My legs were weak and I was shivering, although I felt hot, and by the time we reached the crowd gathered in Rockingham Street I was panting for breath.’

‘I tugged at Dad’s hand to get him to go home, but he kept saying, “In a minute, I just want to see this bit”, until finally he yielded to my persistence.’

‘Clarence Street was very unsteady: sometimes its paving stones were a long way from my feet and yet in the next step would try to trip me up; the gas lamps bobbed and swam about as though they were in a rough sea. My father must have been worried, because he didn’t call in at Charlie MacWatt’s pub. He put his arm round me for the last few yards.’
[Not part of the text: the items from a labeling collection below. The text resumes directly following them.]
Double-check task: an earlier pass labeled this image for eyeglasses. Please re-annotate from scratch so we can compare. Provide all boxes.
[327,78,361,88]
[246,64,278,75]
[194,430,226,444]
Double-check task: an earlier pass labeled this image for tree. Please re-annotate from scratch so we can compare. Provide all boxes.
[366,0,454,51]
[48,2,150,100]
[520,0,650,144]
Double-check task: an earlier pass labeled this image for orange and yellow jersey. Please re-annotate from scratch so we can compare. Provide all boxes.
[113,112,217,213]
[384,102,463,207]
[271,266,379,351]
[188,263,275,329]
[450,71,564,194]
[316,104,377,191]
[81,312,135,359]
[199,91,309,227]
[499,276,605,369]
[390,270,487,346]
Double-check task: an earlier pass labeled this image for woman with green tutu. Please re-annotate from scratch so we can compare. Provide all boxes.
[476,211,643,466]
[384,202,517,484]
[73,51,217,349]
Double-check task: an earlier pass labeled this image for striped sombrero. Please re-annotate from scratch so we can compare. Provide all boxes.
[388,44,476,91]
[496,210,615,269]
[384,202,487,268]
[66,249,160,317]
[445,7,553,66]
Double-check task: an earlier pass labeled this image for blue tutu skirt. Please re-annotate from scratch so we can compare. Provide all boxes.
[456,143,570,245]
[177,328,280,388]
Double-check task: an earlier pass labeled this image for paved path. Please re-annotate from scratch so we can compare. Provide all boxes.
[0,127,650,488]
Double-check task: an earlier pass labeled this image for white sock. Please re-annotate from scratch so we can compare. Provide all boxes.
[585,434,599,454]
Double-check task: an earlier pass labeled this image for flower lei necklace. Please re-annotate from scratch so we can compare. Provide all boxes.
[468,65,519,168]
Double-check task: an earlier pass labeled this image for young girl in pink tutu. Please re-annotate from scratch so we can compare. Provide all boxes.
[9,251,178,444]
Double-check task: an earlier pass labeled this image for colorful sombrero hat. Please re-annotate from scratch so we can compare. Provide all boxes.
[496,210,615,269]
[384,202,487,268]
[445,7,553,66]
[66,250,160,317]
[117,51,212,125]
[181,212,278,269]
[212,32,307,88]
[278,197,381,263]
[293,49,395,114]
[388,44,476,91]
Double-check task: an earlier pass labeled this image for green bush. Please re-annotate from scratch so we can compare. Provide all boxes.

And when we got in, Mam, surprised at our early homecoming, took one look at me, felt my forehead and at once undressed me. Dad carried my hot, shaking body to bed. Whichever way I laid the pain in my side was always there. I tossed and turned and sometimes fell from a great height, yelling and screaming, but I couldn’t escape.’

‘Once I saw my mother’s face above me, drawn and worried, with tears in her eyes, but my arms felt so heavy I couldn’t reach up to her. Something hard and cold pressed against my chest and from a long way off a voice said, “Aye, it’s pneumonia all right.”

Back Home After Six Months

The sky above Clarence Street seemed very small compared to the one at Lodge Moor. And the noise was deafening. Cartwheels on cobbles, trams groaning and clanging, hard heels against even harder paving stones – all merged into a din of sounds I hadn’t heard for months. T’Owd Foundry’s smoke competed with the house chimneys to give me a welcome better than a twenty-one gun salute. Mrs Hurst’s shop door was open, letting out a mouth-watering smell of the beef she roasted for sandwiches, and Mr Beresford stood on his step smiling and washing his hands with invisible soap. Our house was small and dark. But it was nice to sit on a soft chair at the side of a coal fire.’

In the Papers

Later that evening my mother cleared a corner of the table and brought out a pile of cuttings she had saved from the Telegraph. “That was your number,” she said, pointing to the head of a column marked ‘Dangerously Ill’. It was 1991 and I was rather proud to see that I was top of the bill for quite a long time before being relegated to ‘Serious but Improving’, then ‘Out of Danger’, until finally I joined the congested ranks of the ‘Convalescent’.’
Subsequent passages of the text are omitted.